Der deutsche Radio-Vatikan-Chef über den neuen Stil von Franziskus

Der Anti-Event-Papst

Nach der Wahl von Franziskus wurde viel über "seinen neuen Stil" gesprochen: die schwarzen Schuhe, das Leben im Gästehaus. Geändert hat sich daran bis heute nichts.  Nur "haben wir uns daran gewöhnt", sagt Bernd Hagenkord im domradio.de-Interview.

Schwarz, nicht rot: Franziskus' Schuhe (KNA)
Schwarz, nicht rot: Franziskus' Schuhe / ( KNA )

domradio.de: Gibt es mit dem neuen Papst auch Alltag?

Hagenkord: Natürlich gibt es den. Der Papst hat jede Menge zu tun: Ernennungen, Begegnungen, ganz normales Aktenstudium. Und noch mal hinzukommen die "speziellen Disziplinen", die Franziskus eingeführt hat: die morgendliche Messe, die Art und Weise, wie er Generalaudienzen führt und vieles mehr.

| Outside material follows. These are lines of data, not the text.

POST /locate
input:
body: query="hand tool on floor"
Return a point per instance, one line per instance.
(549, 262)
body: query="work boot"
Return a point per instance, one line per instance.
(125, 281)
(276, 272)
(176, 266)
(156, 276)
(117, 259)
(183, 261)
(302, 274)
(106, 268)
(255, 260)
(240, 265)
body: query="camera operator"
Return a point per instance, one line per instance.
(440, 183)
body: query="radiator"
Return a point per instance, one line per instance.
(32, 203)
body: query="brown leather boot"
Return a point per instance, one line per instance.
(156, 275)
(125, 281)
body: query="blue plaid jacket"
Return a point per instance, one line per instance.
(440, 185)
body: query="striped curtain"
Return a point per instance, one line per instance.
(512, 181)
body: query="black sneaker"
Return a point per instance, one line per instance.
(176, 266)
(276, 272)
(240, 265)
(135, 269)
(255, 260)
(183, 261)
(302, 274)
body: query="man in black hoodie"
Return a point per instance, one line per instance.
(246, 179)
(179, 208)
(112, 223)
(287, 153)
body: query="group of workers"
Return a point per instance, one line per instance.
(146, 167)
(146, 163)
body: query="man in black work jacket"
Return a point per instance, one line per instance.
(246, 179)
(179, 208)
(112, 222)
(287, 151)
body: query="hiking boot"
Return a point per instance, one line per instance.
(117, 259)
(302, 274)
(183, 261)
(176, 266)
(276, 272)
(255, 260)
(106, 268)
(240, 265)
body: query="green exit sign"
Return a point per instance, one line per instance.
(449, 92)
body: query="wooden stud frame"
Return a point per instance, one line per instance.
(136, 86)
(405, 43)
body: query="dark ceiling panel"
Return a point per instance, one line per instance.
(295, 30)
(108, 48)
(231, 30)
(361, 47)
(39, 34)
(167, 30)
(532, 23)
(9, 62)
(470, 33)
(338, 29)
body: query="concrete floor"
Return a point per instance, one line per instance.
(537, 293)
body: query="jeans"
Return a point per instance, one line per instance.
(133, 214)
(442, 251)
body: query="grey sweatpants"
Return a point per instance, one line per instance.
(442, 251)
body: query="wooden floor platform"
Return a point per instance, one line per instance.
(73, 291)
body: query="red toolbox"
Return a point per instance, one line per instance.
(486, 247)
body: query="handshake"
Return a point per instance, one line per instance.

domradio.de: Er ist immer noch nicht in den Apostolischen Palast umgezogen. Wird es das überhaupt noch tun?

Hagenkord: Ich bezweifle das. Es ist seine Art und Weise zu leben, er möchte nicht abgetrennt in großen Räumen über den Menschen sein, sondern auf dem Weg zur Arbeit anderen begegnen.

domradio.de: Er lebt im Gästehaus. Lebt er sicher?

Hagenkord: Natürlich wohnen im Gästehaus Santa Marta auch Gäste, aber auch Leute, die im Vatikan arbeiten. Und natürlich lebt der Papst auch hier abgeschirmt. Die Sicherheit ist auch hier gewährleistet. Nicht wie im Bundeskanzleramt oder im Weißen Haus. Aber ob er nun im Gästehaus oder im Apostolischen Palast lebt, ist in Sachen Sicherheit egal.

domradio.de: Den Gottesdienst in Santa Marta feiert er jeden Morgen um 7 Uhr. Wie kann man sich diese Gottesdienste vorstellen?

Hagenkord: Wie eine normale Werktags-Messe. Der Papst trägt weder Mitra noch Stab, nur das inzwischen so bekannte weiße Scheitelkäppchen. Es wird wenig gesungen, sonst ist die Stimmung ruhig und gelassen. Das Gegenteil eines Pontifikal-Hochamtes. Der Papst spricht hier auch sehr leise, geradezu schüchtern. Er will den Eindruck eines Events vermeiden, es soll genau das bleiben, was es sein soll: eine Messfeier.

domradio.de: Und er predigt täglich, auch das ist doch außergewöhnlich...

Hagenkord: Die Predigt hat immer mit dem Evangelium zu tun, eine Auslegung mit einigen zentralen Gedanken, die er so formuliert, dass es kleine Papstbotschaften werden könnten, aber dann doch nicht sind. Vor allem sind es Predigten, mit denen er sich an die Menschen richtet, die da sitzen. Es sind spirituelle Impulse, manchmal richtige Perlen, die er den Menschen dort schenkt.

domradio.de: Auch wenn er sich nicht an die ganze Welt richtet - er erreicht sie doch, auch über Radio Vatikan: Sie dokumentieren die Predigten regelmäßig. Warum?

Hagenkord: Die Menschen, die sich interessieren, informieren wir so. Noch sind es viele, aber natürlich wird das Interesse auch wieder abnehmen. Was er sagt, ist nicht spektakulär. Und genau so will er es haben. Es sind spirituelle Impulse, es muss ja nicht immer gleich eine Enzyklika sein.

domradio.de: Auch sonntags feiert er regelmäßig eine Messe. Ist ihm der Gottesdienst das Wichtigste?

Hagenkord: Zunächst: Er hat das für und von Benedikt XVI. geplante Programm übernommen. Dennoch kann man es so sagen. Und er bringt bei den Messfeiern auch seinen eigenen Stil ein, nicht nur über die Kleidung, auch über seine ganze Art.

domradio.de: Ist dieser neue Stil in Rom noch immer Thema?

Hagenkord: Wir haben uns schon daran gewöhnt. Er hat die Symbolsprache geändert, darum ging es ihm. Er bleibt als Papst sichtbar und hat lediglich einige Symbole weggelassen, die keiner mehr versteht. Zum Beispiel die roten Schuhe.

Das Gespräch führte Matthias Friebe.